The Tarkhankut Peninsula (, , ) is the peninsula which constitutes the western extremity of Crimea into the Black Sea. Its northern shore is a southern coast of the Karkinit Bay. Its westernmost point is Cape Priboyny, to the south of it is Cape Tarkhankut. The terrain of the peninsula is the Tarkhankut Highlands.

Cape Tarkhankut 
Cape Tarkhankut is a south-western cape of the Tarkhankut Peninsula, Crimea. The Tarkhankut lighthouse is located on the cape.

Tarkhankut Upland 
The Tarkhankut Upland or Tarkhankut Hills is an upland that constitutes the Tarkhankut Peninsula. The Tarkhankut Wind Farm is located at the upland.

Wind Farm 
The Tarkhankut Wind Farm (Tarkhankut Wind Plant, ) is a wind power plant located at Donuzlav lake on the Tarkhankut Highlands of the Tarkhankut Peninsula, Crimea.
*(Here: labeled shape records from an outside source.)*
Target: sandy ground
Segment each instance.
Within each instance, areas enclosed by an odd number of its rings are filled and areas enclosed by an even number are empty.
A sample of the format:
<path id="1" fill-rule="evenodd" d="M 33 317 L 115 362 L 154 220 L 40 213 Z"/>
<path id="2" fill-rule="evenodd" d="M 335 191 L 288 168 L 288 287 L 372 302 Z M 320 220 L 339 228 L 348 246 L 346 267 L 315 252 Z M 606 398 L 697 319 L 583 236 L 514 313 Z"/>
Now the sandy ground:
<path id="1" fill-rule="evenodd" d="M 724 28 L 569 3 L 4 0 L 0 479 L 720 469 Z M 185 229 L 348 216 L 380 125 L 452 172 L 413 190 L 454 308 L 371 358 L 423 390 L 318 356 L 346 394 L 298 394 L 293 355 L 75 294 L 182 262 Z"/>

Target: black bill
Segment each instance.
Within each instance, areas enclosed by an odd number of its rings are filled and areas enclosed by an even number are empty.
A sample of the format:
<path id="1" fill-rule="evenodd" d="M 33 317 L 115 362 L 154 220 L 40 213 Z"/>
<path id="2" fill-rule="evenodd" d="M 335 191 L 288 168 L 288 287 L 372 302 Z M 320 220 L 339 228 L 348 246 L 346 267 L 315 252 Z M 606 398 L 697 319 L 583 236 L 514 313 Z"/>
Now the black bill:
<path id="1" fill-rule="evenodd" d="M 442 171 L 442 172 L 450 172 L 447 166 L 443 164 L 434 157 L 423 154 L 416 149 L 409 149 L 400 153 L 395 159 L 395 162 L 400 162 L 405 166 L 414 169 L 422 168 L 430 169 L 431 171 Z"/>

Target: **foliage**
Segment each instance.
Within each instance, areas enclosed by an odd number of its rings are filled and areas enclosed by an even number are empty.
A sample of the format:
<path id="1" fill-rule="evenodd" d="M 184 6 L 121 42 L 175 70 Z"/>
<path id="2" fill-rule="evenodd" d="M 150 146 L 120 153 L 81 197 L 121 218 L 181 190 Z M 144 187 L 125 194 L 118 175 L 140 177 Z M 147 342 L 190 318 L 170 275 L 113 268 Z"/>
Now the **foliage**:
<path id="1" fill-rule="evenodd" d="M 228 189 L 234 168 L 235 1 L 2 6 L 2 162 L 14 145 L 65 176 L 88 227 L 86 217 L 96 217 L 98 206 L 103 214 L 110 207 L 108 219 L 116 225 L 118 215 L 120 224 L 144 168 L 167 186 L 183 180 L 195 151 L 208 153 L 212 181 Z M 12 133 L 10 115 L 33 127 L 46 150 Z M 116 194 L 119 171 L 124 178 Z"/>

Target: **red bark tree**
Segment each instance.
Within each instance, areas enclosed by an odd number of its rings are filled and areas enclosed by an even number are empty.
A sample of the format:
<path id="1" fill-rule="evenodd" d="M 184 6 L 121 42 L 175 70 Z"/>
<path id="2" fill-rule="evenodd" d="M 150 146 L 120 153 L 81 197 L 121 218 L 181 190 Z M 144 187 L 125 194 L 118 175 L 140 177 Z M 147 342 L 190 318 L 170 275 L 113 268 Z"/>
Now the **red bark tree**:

It is the state property. Its construction was contracted to Windenergo Ltd., At the commissioning date of November 30, 2001, 21 wind turbines were installed with total capacity of 2.26 MW. The planned capacity was 70 MW.

Donuzlav 
The Donuzlav Lake () is a salty lake that is connected to the Black Sea via a ship channel and located at the southern shores of the peninsula.